She directed him south on Western Avenue, then on toward Hum-boldt Park, through neighborhoods where there was less and less good news, more and more beaten-down blocks of four flats and houses that might have been said to have seen better days, if those earlier days had been more hopeful in the first place. It wasn’t one of the worst parts of the city, those were reserved for people like his students, but it was a good three or four notches down from where he lived. It was the kind of neighborhood Chloe wanted people to envision when she complained. He tried to think about Chloe but his mind veered away from her. There was a space of emptiness where she’d been, like the broken emptiness of the door.
He said, “What were you trying to do with that stunt anyway, were you drunk or high, what?”
“I bet you think that explains stuff. Being fucked up.”
It unnerved him to realize that Chloe had said almost the same thing, that he seemed unable to escape her, or the rest of the bastard night. Everything had followed him here.
He hadn’t answered back before, but he did now: “Yeah, I do. It makes people do things they’re sorry for later.”
“Well I’m not sorry.”
He kept speaking in the same heavy, censorious tone, as if it was the only voice left to him. “I hope you enjoyed your little tantrum. I just want to point out, once more for the record, that the guy’s really not worth it.”
“Thanks.”
“You don’t have to do this to yourself. There are other guys out there. Ones who won’t treat you like absolute shit.”
She turned to look at him then. Streetlights slid over her face in a series of rapid white bars. She was going to say something about Chloe, he was sure of it, but no, she couldn’t possibly know what had happened …
“Fuck you.”
“Nice.” It was a relief to him to be talking to her in this way, he was accustomed to it.
“Why do you care, huh? What do you know about me, nothing, there’s all different ways of being fucked up. I wanted to break something, I wanted to pick up a rock and throw it, so I did. Maybe you’re not that way but I am. Here. Turn here. I feel things I don’t want to feel, so what, just leave me alone.”

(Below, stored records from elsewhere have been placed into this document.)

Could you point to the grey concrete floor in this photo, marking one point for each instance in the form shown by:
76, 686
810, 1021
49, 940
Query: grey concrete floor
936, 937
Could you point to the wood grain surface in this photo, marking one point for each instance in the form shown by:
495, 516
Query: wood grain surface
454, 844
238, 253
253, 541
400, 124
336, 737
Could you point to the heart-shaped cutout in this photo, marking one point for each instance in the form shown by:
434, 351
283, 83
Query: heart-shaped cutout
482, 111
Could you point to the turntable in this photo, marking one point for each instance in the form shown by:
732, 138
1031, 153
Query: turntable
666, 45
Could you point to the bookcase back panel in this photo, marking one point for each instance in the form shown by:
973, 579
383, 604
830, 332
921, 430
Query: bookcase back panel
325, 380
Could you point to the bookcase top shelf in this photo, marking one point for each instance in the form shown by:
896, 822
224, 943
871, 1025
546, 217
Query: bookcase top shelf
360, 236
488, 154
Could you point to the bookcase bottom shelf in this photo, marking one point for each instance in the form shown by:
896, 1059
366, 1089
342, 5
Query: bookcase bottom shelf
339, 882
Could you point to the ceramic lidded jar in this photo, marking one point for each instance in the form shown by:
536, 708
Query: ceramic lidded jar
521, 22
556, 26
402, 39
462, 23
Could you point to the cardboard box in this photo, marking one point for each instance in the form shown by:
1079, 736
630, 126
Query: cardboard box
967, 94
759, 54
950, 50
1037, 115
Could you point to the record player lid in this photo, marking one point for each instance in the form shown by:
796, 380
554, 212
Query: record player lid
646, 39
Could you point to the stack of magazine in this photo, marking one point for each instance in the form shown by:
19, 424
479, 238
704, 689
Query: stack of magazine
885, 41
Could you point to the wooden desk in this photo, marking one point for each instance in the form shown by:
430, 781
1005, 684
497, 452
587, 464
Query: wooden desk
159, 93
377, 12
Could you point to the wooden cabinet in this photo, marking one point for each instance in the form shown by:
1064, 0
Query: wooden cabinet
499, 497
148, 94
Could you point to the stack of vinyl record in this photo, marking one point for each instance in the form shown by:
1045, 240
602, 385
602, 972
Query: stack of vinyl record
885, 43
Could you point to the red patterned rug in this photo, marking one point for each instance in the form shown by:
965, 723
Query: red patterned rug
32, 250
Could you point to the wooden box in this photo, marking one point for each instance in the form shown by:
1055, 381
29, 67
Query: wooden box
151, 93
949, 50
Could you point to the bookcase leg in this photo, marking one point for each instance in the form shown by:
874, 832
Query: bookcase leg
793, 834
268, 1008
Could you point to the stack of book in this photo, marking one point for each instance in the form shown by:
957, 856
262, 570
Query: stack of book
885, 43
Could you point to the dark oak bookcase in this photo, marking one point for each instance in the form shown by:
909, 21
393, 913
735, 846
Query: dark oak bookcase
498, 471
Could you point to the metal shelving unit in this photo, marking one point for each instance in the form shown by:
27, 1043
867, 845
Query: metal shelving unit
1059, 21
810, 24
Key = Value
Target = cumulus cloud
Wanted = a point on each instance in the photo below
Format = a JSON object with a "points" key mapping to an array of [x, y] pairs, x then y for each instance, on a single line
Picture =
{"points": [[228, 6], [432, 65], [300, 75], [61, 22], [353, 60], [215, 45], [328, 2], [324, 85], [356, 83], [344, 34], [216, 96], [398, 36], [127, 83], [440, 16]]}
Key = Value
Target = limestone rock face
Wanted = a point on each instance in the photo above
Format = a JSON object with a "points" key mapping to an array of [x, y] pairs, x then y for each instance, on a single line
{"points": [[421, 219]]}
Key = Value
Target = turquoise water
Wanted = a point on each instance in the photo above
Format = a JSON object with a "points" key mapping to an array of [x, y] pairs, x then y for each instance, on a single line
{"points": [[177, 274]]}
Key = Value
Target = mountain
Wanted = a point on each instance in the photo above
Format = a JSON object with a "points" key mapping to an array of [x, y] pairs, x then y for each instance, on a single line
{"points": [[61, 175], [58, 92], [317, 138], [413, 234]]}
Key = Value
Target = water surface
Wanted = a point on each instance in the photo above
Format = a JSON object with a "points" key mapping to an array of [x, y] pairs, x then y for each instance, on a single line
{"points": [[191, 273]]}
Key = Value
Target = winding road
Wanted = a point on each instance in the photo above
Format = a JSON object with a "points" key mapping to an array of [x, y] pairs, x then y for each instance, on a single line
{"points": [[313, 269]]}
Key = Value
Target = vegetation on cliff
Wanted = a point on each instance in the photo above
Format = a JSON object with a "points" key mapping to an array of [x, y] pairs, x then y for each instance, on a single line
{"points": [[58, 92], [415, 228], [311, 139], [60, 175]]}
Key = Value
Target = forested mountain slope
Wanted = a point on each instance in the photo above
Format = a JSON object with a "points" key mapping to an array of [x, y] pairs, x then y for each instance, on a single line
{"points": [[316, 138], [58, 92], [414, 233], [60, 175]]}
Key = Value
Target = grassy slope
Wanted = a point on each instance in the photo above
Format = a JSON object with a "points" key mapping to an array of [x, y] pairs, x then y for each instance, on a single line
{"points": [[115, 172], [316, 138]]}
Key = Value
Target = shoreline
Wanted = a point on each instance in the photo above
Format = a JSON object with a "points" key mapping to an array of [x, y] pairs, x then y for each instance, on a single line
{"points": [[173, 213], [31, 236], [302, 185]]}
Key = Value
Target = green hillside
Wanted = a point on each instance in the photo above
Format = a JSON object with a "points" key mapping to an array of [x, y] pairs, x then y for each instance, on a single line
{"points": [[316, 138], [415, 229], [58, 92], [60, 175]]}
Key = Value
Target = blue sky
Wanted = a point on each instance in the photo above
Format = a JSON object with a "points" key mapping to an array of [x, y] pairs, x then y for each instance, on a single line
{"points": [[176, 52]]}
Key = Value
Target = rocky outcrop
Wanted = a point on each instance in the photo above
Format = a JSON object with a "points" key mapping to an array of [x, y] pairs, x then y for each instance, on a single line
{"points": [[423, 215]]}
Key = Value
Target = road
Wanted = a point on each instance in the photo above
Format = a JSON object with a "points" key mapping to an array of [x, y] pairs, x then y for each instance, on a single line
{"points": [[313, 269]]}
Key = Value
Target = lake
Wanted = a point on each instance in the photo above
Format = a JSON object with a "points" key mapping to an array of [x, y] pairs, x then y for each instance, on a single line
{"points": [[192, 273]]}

She had burst out with this string of words and now she came to the end of them, or maybe she didn’t trust herself to keep speaking without losing control. There was a small fabric bag around her neck, a kind of homemade purse, and with her good hand she began to rummage around for her keys. Jack thought they were not really angry with each other. He might be only another sort of rock she wanted to throw. She was right, he didn’t know her, as he no longer knew Chloe, or his own heart, or what miserable confusion had led him to this place. The street Ivory directed him to was occupied on one side by some sort of industrial concern, Lownes and Co., a nondescript name that told you nothing, a long, windowless sheet-metal building surrounded by cyclone fencing topped off with four canted rows of barbed wire, as if something precious was inside. There were a couple of tanker trucks parked in a lot behind the gates, and some vents and ductwork that might have held compressor or exhaust fans. Who knew what they made there, paint or industrial adhesives or ball bearings, some aspect of human enterprise with its own structures and economies and history that he would know nothing of, as he knew nothing of the world itself.

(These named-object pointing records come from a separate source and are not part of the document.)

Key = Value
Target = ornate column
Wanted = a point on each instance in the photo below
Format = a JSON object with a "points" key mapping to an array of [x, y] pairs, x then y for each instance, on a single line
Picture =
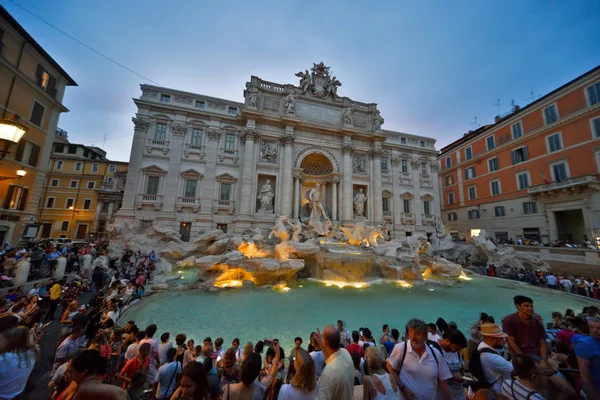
{"points": [[286, 198], [347, 182], [248, 137], [135, 164], [377, 200]]}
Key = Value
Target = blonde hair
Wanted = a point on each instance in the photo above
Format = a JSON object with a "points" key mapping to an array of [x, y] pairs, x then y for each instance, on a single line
{"points": [[305, 378]]}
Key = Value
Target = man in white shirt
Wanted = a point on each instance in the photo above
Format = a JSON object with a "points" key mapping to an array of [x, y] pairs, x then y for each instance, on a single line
{"points": [[421, 369]]}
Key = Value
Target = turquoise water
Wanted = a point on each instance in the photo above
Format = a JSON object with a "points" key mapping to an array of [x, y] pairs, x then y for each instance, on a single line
{"points": [[255, 314]]}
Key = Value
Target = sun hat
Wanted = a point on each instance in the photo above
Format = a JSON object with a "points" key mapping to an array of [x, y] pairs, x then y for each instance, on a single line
{"points": [[492, 330]]}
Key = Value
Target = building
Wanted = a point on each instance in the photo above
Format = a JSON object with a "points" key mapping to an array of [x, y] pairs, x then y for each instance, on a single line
{"points": [[32, 86], [81, 192], [531, 174], [200, 162]]}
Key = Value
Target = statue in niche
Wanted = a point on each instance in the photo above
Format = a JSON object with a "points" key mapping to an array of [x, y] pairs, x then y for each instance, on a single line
{"points": [[290, 104], [265, 196], [377, 121], [359, 203], [347, 116], [268, 152]]}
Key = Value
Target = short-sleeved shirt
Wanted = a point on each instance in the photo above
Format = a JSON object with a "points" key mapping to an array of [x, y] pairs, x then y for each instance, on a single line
{"points": [[420, 373], [588, 348], [528, 337]]}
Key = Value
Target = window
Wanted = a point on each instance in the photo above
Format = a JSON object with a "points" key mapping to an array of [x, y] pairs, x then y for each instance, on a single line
{"points": [[495, 187], [469, 173], [554, 142], [523, 180], [559, 171], [427, 207], [229, 141], [593, 93], [472, 192], [550, 114], [16, 198], [406, 206], [517, 130], [196, 139], [190, 188], [37, 114], [473, 214], [152, 185], [225, 191], [519, 155], [529, 207]]}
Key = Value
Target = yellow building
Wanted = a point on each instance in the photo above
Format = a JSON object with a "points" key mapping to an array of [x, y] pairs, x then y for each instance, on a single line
{"points": [[32, 87], [70, 207]]}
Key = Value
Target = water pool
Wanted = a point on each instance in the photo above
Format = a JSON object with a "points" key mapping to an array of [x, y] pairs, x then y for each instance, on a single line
{"points": [[255, 314]]}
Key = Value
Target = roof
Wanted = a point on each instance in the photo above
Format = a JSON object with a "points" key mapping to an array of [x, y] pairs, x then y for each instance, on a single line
{"points": [[13, 22], [481, 130]]}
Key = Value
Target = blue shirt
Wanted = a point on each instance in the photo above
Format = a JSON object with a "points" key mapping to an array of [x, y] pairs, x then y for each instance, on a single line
{"points": [[588, 348]]}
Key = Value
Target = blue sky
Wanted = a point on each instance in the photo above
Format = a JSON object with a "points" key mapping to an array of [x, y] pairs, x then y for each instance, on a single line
{"points": [[432, 66]]}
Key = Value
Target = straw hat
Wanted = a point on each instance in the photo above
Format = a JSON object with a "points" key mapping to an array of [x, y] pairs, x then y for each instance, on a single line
{"points": [[492, 330]]}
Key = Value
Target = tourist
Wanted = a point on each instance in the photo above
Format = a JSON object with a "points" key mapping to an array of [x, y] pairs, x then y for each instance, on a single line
{"points": [[423, 363], [526, 383], [587, 350], [487, 364], [153, 369], [378, 384], [166, 378], [303, 385], [140, 362], [337, 378], [194, 384], [163, 347], [17, 359]]}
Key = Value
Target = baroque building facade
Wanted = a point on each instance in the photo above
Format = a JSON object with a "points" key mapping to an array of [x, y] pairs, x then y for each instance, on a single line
{"points": [[533, 174], [200, 162]]}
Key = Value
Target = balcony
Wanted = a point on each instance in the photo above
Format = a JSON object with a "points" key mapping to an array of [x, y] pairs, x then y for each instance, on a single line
{"points": [[149, 199], [156, 144], [227, 205], [188, 202], [570, 183]]}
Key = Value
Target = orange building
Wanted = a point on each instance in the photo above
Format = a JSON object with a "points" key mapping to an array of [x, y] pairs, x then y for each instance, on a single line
{"points": [[531, 174]]}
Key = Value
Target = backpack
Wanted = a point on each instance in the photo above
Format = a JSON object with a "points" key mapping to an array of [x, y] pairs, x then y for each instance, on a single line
{"points": [[476, 369]]}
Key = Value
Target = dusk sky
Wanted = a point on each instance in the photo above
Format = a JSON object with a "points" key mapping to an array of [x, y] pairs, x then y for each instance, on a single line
{"points": [[432, 66]]}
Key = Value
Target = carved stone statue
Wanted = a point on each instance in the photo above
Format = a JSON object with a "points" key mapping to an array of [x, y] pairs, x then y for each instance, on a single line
{"points": [[348, 117], [290, 103], [377, 121], [265, 196], [268, 152], [359, 203]]}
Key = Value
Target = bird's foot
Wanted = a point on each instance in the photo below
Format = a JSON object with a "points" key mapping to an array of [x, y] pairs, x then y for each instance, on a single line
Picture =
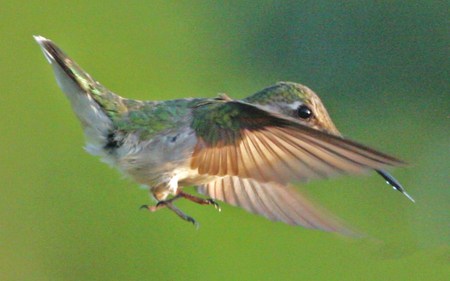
{"points": [[170, 206]]}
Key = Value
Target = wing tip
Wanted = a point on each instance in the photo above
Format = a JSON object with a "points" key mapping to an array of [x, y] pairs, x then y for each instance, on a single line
{"points": [[43, 42]]}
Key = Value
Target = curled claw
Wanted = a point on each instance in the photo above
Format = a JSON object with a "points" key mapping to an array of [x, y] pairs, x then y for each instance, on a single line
{"points": [[215, 204]]}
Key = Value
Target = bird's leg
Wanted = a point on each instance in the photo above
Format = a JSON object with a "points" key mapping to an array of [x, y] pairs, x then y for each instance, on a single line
{"points": [[169, 204], [198, 200]]}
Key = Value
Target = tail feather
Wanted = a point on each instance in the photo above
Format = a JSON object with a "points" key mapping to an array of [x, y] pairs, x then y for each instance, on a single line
{"points": [[93, 104]]}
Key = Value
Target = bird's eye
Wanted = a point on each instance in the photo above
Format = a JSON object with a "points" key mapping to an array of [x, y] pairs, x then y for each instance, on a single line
{"points": [[304, 112]]}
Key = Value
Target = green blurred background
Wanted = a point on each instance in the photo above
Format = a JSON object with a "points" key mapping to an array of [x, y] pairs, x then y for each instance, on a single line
{"points": [[381, 67]]}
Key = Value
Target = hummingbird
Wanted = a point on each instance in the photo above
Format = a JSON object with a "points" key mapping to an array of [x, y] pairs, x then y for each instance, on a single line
{"points": [[247, 152]]}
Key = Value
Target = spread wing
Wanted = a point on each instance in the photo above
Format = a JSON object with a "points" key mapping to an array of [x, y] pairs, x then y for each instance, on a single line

Ivory was leaning forward. “See that light? You can let me off there.”
Jack pulled over. There was a narrow two-story building of some oddly painted brick, the paint the exact color of dried mud in a hot climate, a slit of a window or two in the expanse of ugly wall, so that it gave the impression of a fortress or a jail.
“You want your towel back? Because I can leave it here, or I can wash it and get it back to you.”
“Let me see that arm.”
She said no, but she didn’t make any move to leave the car. Some exhaustion she’d been too stubborn to give in to until now. Jack cut the engine, got out, went around to her side and opened her door. He expected some further back talk or protest from her but she was quiet. When he peeled the towel away from her arm, when he got himself to look past the shock of the gaudy blood staining the towel and her shirt and even the skirt where she’d held the arm, he saw some long scratches, already beginning to mound up with welts, and one deeper, oozing wound where the glass had gouged her. Blood was still leaking from it in a slow, puddling stream.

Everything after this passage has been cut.